W przeciwieństwie do takich azjatyckich napuszonych gniotów, jak "Wiosna, lato, jesień, zima... i wiosna" kipiąca kiczowatym artyzmem, "Wujaszek Boonme" niczego nie narzuca. Przedstawia jedynie piękną historię przechodzenia człowieka ze świata żywych do świata duchów, sztukę umierania zanurzoną w tradycję buddyjską, powrót do początków, do jaskini życia.
Utrzymana w metafizycznym nastroju opowieść ma charakter kontemplacyjny, lecz czasem delikatnie wybija z rytmu zaskakującą sceną, dziwnym estetycznie motywem lub żartem. Kobieta uprawia seks z sumem, syn bohaterki przychodzi w postaci małpy człekokształtnej. Tu wyczuwam nie tylko wiarę w reinkarnację, ale przede wszystkim wielką pokorę i poczucie tego, jak kruchą istotą jest człowiek, jak mało wyjątkową na tle całej natury oraz jak szybko przemija. Całość naznaczona jest w religią i filozofią buddyjską oraz kulturą tajską.
Otwarte na szereg odczytań jest to dzieło i, jak dla mnie, nieprzygniecione symboliką, lecz delikatnie obrazujące przy jej pomocy. Tradycyjny mnich wyciąga komórkę, ubiera jeansy - trochę żart, trochę symbol, w sumie coś dziwnego i łamiącego schemat stonowanego filmu kontemplacyjnego... cichego filmu ozdobionego licznymi dźwiękami nocnego lasu.
Niestety, nie wszystko tak bardzo mi się podobało. Rusztowanie filmu - scenariusz - zbudowany jest karkołomnie. To zawiła figura retoryczna, której osobiście nie kupiłem. Moim zdaniem, zabiła ona dramaturgię, przez co konstrukcja nie pozwala wyrazić się treści, a widz pozostaje sam z łopatą przekopując się przez całość, rozpaczliwie szukając pomocy w interpretacji (między innymi) zakończenia.
Wujek Boonmee, który potrafi przywołać swoje poprzednie wcielenia
reż. Apichatpong Weerasethakul, 2010
Moja ocena: 7 /10
Ładny i trudny film, trudno tu mówić o czymś takim jak klasyczny scenariusz, czy dramaturgia.

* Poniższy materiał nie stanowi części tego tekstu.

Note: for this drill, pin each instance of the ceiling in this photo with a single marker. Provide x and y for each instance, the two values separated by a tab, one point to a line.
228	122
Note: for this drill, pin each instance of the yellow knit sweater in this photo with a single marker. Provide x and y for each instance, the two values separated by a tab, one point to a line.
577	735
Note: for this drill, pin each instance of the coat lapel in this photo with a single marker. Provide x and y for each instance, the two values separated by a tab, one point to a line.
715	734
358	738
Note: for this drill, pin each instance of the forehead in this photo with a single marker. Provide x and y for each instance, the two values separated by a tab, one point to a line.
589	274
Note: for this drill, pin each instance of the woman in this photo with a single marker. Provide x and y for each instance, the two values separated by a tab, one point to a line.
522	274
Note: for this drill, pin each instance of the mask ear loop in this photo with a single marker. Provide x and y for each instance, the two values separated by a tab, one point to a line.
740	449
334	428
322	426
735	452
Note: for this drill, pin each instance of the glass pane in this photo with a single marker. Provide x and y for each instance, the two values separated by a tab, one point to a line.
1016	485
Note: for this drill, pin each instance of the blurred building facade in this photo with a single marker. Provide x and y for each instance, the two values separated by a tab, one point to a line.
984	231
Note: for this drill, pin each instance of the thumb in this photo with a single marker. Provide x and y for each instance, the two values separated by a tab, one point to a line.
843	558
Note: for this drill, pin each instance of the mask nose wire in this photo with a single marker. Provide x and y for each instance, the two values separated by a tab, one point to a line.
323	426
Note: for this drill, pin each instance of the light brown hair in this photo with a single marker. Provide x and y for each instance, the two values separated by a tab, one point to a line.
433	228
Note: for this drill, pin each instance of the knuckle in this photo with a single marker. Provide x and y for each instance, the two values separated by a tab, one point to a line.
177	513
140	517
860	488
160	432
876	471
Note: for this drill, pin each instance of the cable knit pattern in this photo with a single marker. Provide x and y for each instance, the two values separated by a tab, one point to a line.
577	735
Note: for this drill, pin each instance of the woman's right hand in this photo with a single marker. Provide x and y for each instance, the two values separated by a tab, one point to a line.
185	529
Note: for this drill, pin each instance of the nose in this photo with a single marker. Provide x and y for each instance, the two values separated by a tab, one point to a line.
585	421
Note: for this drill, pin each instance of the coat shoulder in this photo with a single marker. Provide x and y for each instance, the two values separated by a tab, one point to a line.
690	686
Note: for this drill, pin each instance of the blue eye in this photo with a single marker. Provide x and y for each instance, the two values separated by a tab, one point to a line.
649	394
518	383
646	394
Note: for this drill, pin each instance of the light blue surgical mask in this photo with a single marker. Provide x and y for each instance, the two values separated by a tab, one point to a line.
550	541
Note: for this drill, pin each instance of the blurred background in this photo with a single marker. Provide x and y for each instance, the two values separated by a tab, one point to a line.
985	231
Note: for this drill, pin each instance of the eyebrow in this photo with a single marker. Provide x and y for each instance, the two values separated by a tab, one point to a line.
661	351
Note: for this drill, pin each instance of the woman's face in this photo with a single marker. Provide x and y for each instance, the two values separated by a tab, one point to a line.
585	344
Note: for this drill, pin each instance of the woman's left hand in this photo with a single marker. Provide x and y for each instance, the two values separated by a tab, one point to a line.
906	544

OdpowiedzUsuńZauważyłeś co się dzieje w warstwie dźwiękowej w scenie z przebierającym się mnichem? Moim zdaniem taka drobna rzecz, a robi duże wrażenie.
Oj nie czepiaj się Kim Ki-duka, to że facet ma problemy z reżyserią i prowadzeniem aktorów nie oznacza że jest hochsztaplerem. Choć mszę przyznać, że facet nie nakręcił żadnego w pełni udanego filmu. Zawszę coś u niego szwankuje.